In results posted this morning, Standard Life said operating profit before tax rose six per cent to £290m in the six months ended 30 June, from £274m during the same period a year earlier.
The Edinburgh-based insurer added that assets under administration rose to £302.1bn in the first half of this year.
But the company added that thanks to new pension rules, which came into effect earlier this year, the contribution from annuity products was likely to fall by between £10m and £15m by the end of the year compared with 2014, while the contribution from asset liability management was likely to reduce by between £30m to £40m.
Why it's interesting
There's little doubt the pensions-shake up, which removes the need for savers to buy annuities and eliminates pension tax breaks for people earning £100,000 or more, will be reflected in its full year results, Standard Life said.
Nevertheless, the insurer has been increasingly focusing on asset management – and in a nod to this Keith Skeoch, who runs the firm's growing investment division, is due to replace outgoing chief executive David Nish tomorrow.

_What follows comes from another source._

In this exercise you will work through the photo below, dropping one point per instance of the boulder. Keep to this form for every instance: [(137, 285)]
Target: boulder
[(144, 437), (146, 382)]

"Pensions reforms in the UK have started to bite and contribution from annuity products are likely to reduce further. The group will need to offset this decline with alternative products," Brenda Kelly, head analyst at London Capital Group, said.
What Standard Life said
We are continuing to see the benefits of our expanding distribution capabilities and strategic relationships, with 70 per cent of net inflows from outside the UK and strong growth in net inflows through the wholesale channel.
Our UK fee-based propositions continue to build momentum with regular contributions into our workplace pensions up 15 per cent. The strength of these propositions, investment solutions and our market positioning means we have been able to help our customers with the new pensions regulations and continue to support them as saving for their futures becomes increasingly front of mind.
Sweeping changes to the pensions sector have hit Standard Life's annuities business – but the company is moving its focus to alternative products.